Но дни шли за днями, ничего не менялось. Уже настала весна, голые холмы вокруг покрылись зеленью, внизу в долине блеяли ягнята. Абу Хасан избегал Джоанну, она отдавала распоряжения в замке, по ее приказу тут наводили порядок, и капитан ворот Керим даже ругал нерадивых, если те не проявляли усердия. Замок, где Джоанна была пленницей, преображался. Но надежды у нее не было… И то, как сегодня Абу Хасан разбил ее лютню, указывало, что она все еще в его власти. Во власти хаджиба и его господина аль-Адиля.
— Вы так задумались, госпожа, — приблизившись к молодой женщине, произнесла Даниэла.
Джоанна смотрела вдаль. Цветущие сады на террасах вокруг Монреаля, селение с плоскими крышами, откуда доносился крик с минарета, зеленые полоски плодородной земли на холмах, где местные жители выращивают пшеницу. Фазиль говорил, что плодородная почва есть только тут, близ Монреаля, а вокруг — только пустынные бесплодные земли, где бродят шайки разбойников-бедуинов, нападающих на караваны. Чужой край, куда не смеют являться ее единоверцы… Волнует ли еще кого-то из них ее судьба? Где ее венценосные родичи? Что им до той, которая пожертвовала собой, дабы у короля не были связаны руки, а ее кузина, королева Сицилийская, могла и далее оставаться в безопасности. Все они забыли о ней, как и забыл брат Уильям, который не смог простить младшую сестру и которому наверняка все равно, жива ли она или ее разрезали по частям. Где ее возлюбленный, от которого она скоро родит?

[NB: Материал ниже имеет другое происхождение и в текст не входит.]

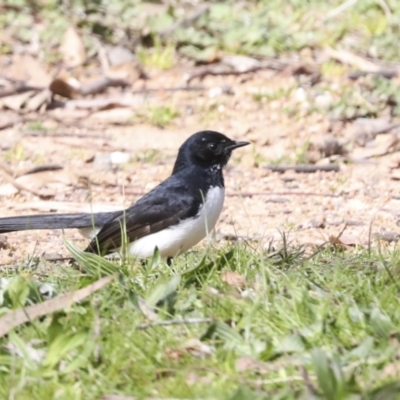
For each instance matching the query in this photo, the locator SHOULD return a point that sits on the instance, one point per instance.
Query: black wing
(162, 207)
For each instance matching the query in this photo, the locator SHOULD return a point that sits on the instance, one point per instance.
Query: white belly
(179, 238)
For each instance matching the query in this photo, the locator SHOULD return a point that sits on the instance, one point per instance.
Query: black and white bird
(174, 216)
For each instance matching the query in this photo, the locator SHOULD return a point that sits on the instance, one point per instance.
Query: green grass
(334, 315)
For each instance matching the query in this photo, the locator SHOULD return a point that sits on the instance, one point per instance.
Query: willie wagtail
(174, 216)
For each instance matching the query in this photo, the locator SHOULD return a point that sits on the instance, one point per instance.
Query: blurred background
(96, 97)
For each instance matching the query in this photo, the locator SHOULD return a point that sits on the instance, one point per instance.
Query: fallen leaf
(22, 315)
(233, 278)
(63, 88)
(39, 101)
(72, 48)
(240, 63)
(197, 348)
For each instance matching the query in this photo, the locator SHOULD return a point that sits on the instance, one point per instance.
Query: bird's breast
(187, 233)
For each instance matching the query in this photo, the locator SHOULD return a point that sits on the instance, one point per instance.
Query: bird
(173, 217)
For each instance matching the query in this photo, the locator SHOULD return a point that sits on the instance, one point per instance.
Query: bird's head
(206, 149)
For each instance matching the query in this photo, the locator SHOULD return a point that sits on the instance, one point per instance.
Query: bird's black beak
(236, 145)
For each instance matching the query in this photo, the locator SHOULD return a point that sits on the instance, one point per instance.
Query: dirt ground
(312, 208)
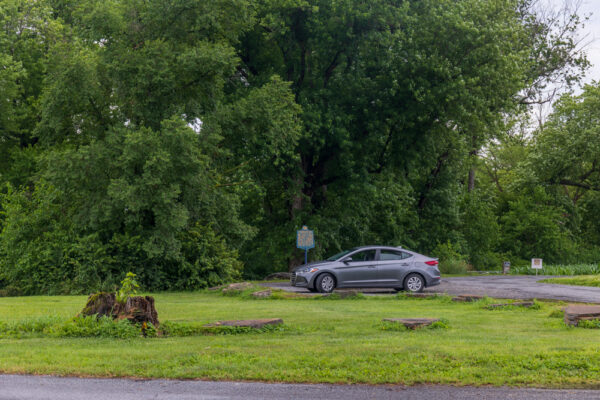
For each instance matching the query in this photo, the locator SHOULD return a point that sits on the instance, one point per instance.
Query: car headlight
(309, 270)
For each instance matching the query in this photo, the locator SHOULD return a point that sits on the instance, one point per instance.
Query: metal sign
(305, 238)
(536, 263)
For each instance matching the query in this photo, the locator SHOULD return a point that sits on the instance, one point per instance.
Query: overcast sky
(592, 32)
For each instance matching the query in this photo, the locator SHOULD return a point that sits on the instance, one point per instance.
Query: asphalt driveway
(16, 387)
(499, 286)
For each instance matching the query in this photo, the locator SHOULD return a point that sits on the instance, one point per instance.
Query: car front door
(358, 269)
(392, 267)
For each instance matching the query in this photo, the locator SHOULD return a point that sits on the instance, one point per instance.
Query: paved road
(500, 286)
(18, 387)
(517, 287)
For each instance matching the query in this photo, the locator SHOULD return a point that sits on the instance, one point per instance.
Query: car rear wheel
(325, 283)
(414, 283)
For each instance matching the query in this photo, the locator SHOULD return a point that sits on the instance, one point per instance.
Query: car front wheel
(325, 283)
(414, 283)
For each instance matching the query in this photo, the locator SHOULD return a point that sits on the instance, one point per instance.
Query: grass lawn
(581, 280)
(326, 341)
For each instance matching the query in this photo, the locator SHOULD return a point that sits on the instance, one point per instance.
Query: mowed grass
(582, 280)
(337, 341)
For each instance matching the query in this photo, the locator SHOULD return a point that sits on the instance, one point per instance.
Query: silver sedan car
(369, 266)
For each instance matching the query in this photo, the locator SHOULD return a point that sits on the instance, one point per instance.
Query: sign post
(536, 263)
(305, 239)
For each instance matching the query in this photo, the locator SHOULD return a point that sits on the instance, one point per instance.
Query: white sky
(591, 31)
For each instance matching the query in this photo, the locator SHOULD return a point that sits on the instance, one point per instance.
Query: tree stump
(136, 309)
(525, 304)
(247, 323)
(576, 313)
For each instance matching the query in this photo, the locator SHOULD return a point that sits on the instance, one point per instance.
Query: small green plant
(129, 287)
(556, 314)
(183, 329)
(589, 324)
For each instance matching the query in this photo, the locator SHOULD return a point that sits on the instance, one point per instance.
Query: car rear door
(360, 271)
(392, 267)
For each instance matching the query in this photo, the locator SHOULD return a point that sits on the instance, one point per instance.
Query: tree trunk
(471, 184)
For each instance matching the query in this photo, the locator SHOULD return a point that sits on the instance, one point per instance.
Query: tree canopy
(187, 140)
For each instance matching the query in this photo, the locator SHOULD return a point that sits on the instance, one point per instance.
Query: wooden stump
(248, 323)
(262, 294)
(576, 313)
(467, 298)
(412, 323)
(136, 309)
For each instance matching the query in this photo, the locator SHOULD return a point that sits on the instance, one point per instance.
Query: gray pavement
(499, 286)
(24, 387)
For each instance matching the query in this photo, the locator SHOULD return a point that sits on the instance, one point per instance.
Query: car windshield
(339, 255)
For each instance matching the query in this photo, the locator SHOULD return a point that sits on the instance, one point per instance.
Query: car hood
(311, 264)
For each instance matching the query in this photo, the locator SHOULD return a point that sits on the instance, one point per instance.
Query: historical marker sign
(305, 238)
(536, 263)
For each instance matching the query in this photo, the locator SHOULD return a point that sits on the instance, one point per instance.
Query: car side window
(390, 255)
(367, 255)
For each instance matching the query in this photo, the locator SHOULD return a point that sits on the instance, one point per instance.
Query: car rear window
(390, 255)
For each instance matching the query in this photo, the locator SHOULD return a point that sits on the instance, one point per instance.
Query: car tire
(414, 283)
(325, 283)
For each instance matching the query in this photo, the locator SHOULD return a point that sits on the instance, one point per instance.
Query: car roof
(377, 247)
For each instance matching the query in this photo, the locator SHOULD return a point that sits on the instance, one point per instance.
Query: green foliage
(183, 329)
(187, 141)
(89, 326)
(589, 324)
(556, 314)
(450, 260)
(129, 287)
(398, 327)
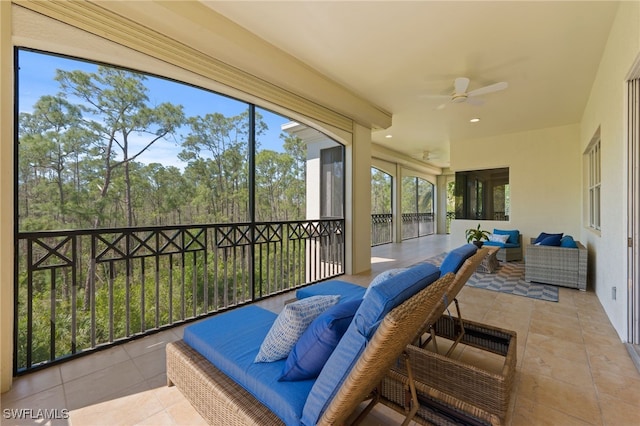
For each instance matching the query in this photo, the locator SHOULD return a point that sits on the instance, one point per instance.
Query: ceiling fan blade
(461, 84)
(489, 89)
(475, 101)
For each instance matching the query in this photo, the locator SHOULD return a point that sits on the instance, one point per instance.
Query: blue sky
(36, 78)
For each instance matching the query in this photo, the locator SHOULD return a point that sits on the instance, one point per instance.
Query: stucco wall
(606, 109)
(544, 175)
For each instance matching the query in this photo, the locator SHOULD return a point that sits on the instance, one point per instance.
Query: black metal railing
(416, 225)
(381, 229)
(80, 290)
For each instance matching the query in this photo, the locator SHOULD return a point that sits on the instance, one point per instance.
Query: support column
(358, 201)
(397, 203)
(6, 197)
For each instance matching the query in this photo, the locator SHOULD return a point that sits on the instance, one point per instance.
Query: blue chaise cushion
(551, 240)
(380, 300)
(568, 242)
(456, 258)
(230, 341)
(318, 342)
(544, 235)
(514, 236)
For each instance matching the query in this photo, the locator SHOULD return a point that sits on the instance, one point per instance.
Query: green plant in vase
(476, 236)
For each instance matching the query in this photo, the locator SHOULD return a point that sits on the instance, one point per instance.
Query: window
(331, 182)
(417, 207)
(483, 194)
(593, 154)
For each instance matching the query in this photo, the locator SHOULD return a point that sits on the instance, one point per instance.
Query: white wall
(545, 177)
(606, 109)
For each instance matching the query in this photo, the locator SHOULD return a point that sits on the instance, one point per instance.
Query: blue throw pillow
(544, 235)
(514, 235)
(553, 240)
(456, 258)
(318, 342)
(292, 321)
(568, 242)
(380, 300)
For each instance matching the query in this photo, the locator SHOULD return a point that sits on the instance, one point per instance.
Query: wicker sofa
(562, 266)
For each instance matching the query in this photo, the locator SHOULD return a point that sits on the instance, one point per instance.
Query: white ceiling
(393, 53)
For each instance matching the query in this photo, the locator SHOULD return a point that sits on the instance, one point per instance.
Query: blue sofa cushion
(379, 301)
(456, 257)
(514, 235)
(501, 245)
(347, 291)
(544, 235)
(552, 240)
(568, 242)
(292, 321)
(318, 342)
(230, 341)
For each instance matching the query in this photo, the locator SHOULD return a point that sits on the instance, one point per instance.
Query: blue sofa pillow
(514, 235)
(552, 240)
(456, 258)
(346, 290)
(544, 235)
(568, 242)
(380, 300)
(290, 324)
(317, 343)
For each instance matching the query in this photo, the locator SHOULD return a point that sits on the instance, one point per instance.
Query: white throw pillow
(292, 321)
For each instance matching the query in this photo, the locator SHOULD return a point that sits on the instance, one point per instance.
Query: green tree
(115, 102)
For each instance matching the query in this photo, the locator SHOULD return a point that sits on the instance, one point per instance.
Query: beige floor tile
(574, 401)
(538, 344)
(152, 363)
(27, 411)
(619, 413)
(168, 395)
(160, 419)
(150, 343)
(615, 361)
(89, 364)
(33, 383)
(134, 408)
(624, 388)
(183, 414)
(527, 413)
(540, 362)
(540, 326)
(96, 387)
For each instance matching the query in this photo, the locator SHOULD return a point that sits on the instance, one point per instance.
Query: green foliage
(79, 168)
(476, 234)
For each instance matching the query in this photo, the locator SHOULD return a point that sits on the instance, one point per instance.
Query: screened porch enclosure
(143, 203)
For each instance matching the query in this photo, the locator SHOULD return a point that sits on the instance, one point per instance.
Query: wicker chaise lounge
(221, 401)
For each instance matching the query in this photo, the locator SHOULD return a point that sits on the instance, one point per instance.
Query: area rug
(508, 278)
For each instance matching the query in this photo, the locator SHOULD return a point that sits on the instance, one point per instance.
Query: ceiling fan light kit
(460, 94)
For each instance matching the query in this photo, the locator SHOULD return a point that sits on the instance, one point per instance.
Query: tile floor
(572, 367)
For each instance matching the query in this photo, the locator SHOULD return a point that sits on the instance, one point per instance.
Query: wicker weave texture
(218, 399)
(560, 266)
(398, 328)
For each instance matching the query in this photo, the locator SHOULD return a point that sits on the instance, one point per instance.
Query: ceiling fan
(460, 94)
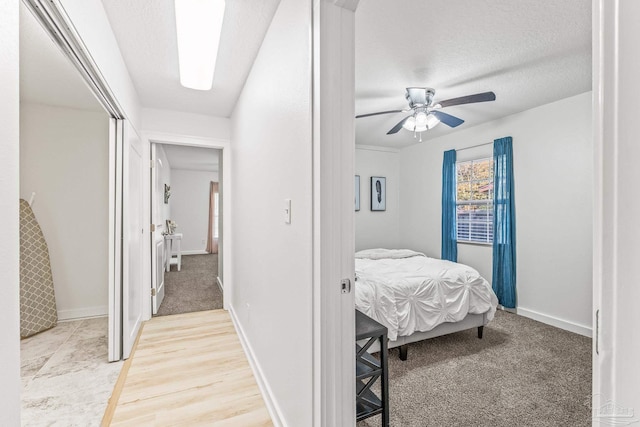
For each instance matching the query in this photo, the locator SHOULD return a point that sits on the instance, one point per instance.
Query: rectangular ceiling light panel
(199, 24)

Уехал… Забыл о ней… Да полно, любил ли он ее хоть когда-нибудь?
Джоанна неожиданно ощутила такой прилив злости, такое обреченное отчаяние, что не смогла сдержаться и пронзительно закричала.
Даниэла бросилась к ней.
— Что с вами, госпожа? Никак схватки начались?
— Оставь меня, Даниэла! Мне еще рано. Я буду рожать в начале мая, я знаю.